If a married couple (or civil partners) jointly own an asset then under the provisions of Income Tax Act 2007 the income from the asset is automatically assessed on them 50:50 for tax purposes. There are a number of exceptions but where the rule applies, the couple are liable to pay income tax on half the income, even if their beneficial interests in the property are unequal.
Often couples have different incomes and pay income tax at different rates, so being taxed in equal shares may not be particularly tax efficient or practical. If they would prefer any income to be assessed on them in line with their actual interests in the property, the couple must make an election to HM Revenue and Customs (HMRC).
How do I make an election?
The legislation allows a couple to declare their actual beneficial interests in the property, and any income arising from it. There are strict time limits for notifying the declaration to HMRC and a special form must be used. Provided this is dealt with correctly, HMRC will assess the couple for income tax on the basis of their actual underlying beneficial interests, rather than the 50:50 assumption, from the date of the declaration.

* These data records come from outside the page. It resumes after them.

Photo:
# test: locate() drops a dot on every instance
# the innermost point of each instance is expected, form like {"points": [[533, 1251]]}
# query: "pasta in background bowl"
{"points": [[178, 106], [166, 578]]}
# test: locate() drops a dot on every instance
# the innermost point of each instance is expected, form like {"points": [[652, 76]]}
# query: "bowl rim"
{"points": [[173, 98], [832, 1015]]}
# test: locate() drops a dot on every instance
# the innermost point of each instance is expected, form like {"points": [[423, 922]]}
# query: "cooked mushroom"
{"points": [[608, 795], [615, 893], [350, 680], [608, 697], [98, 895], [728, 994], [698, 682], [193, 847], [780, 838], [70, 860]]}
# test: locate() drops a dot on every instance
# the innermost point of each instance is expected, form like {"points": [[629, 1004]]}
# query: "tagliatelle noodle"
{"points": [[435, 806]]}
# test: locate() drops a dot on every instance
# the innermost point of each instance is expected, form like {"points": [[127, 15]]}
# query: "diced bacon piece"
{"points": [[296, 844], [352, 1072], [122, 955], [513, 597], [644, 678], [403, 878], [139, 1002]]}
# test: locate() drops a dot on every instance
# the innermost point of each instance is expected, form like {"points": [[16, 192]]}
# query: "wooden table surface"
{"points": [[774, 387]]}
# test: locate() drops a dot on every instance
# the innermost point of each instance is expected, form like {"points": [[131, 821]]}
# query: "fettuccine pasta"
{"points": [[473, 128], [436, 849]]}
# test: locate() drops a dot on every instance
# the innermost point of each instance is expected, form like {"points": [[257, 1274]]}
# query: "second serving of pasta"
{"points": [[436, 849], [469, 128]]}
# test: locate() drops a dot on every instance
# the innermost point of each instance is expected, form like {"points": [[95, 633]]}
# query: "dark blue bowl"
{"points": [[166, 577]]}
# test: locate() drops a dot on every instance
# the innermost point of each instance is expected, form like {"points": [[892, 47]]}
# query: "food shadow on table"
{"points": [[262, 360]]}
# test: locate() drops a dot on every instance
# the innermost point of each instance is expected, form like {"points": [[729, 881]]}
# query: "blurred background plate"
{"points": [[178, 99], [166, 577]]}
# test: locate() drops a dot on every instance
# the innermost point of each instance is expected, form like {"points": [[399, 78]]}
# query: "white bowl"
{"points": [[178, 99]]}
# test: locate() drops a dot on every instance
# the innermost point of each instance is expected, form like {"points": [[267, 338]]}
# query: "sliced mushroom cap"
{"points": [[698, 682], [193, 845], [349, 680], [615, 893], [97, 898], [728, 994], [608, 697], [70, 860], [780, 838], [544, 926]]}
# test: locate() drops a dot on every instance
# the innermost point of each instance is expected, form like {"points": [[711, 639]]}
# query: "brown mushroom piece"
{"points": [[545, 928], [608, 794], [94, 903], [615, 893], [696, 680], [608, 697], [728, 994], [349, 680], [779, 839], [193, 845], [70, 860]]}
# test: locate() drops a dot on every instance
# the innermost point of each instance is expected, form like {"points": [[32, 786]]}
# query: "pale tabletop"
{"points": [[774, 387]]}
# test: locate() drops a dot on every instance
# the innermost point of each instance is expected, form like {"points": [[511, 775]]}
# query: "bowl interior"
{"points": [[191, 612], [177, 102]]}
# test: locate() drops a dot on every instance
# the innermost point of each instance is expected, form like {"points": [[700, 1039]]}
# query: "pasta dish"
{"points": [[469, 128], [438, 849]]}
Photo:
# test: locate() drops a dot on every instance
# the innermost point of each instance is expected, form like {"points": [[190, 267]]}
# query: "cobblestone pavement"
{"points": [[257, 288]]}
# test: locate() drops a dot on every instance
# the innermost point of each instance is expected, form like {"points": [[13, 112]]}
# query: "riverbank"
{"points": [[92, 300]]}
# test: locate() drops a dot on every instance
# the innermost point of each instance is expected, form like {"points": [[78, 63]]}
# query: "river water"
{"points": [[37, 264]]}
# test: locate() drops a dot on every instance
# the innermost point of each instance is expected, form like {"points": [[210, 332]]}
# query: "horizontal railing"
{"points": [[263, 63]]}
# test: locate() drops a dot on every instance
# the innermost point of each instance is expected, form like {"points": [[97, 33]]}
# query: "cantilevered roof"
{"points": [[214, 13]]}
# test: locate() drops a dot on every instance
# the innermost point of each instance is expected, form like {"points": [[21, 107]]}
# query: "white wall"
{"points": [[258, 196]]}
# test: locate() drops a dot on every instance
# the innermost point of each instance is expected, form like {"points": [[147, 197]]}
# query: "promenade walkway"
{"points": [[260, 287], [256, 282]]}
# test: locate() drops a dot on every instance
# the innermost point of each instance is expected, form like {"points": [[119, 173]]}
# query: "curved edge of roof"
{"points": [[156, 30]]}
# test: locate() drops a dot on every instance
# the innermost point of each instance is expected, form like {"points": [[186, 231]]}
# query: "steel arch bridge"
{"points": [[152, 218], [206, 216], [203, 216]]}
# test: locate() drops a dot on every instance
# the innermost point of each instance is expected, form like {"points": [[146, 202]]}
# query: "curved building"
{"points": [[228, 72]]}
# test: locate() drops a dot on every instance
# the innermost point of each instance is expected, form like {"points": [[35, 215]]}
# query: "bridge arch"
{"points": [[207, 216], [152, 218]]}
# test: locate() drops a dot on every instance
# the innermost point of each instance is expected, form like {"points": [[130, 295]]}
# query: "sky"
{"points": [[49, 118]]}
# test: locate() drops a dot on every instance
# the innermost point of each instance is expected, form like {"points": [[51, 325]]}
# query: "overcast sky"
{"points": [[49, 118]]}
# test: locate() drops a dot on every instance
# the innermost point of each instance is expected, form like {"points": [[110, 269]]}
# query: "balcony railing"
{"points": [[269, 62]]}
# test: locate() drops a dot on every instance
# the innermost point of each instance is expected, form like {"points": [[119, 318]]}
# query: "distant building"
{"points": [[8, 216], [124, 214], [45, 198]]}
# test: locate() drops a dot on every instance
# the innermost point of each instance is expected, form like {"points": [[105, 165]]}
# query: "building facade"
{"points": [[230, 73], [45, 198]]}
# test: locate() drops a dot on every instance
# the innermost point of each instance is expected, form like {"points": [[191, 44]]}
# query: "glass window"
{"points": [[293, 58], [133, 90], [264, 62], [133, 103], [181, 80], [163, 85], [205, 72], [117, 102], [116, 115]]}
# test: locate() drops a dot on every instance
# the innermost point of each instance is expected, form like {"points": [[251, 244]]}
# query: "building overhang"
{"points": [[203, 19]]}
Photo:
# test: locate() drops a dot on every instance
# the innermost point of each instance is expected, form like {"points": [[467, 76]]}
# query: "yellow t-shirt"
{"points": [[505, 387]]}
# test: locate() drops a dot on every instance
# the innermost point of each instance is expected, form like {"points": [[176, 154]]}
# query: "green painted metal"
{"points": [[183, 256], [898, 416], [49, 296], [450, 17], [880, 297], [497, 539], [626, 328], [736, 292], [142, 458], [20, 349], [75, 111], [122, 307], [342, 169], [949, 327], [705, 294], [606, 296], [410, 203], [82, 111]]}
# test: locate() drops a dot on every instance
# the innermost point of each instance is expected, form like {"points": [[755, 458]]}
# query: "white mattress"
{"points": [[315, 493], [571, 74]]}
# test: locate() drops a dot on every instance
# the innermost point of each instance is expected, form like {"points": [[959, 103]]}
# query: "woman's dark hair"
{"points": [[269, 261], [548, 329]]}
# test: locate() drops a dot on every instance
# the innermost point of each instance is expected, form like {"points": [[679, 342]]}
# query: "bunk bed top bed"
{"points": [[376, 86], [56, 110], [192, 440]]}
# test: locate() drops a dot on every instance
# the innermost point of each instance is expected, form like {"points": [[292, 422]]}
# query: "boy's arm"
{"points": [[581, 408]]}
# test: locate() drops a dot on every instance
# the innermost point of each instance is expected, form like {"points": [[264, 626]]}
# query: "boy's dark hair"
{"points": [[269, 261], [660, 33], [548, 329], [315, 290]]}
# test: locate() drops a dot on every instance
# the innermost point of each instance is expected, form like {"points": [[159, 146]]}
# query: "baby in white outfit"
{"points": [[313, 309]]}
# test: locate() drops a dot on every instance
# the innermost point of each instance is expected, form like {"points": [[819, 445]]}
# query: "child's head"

Once HMRC has been notified, this will continue to be the basis of the couple’s income tax assessment until there is any change in the individuals’ beneficial interests, either in the income or in the property itself (including if it is sold - the election will not carry forward to any replacement property or proceeds of sale), they divorce or permanently separate, or one of them dies. This is therefore both an opportunity for planning, if couples wish to make an election, and something to bear in mind when couples acquire property in unequal shares.
Beware if you are not married
There is also a point to watch for unmarried couples who own assets in unequal shares – while unmarried they will be assessed in line with their actual interests, but as soon as they get married the 50:50 rule will apply, unless and until they submit an election.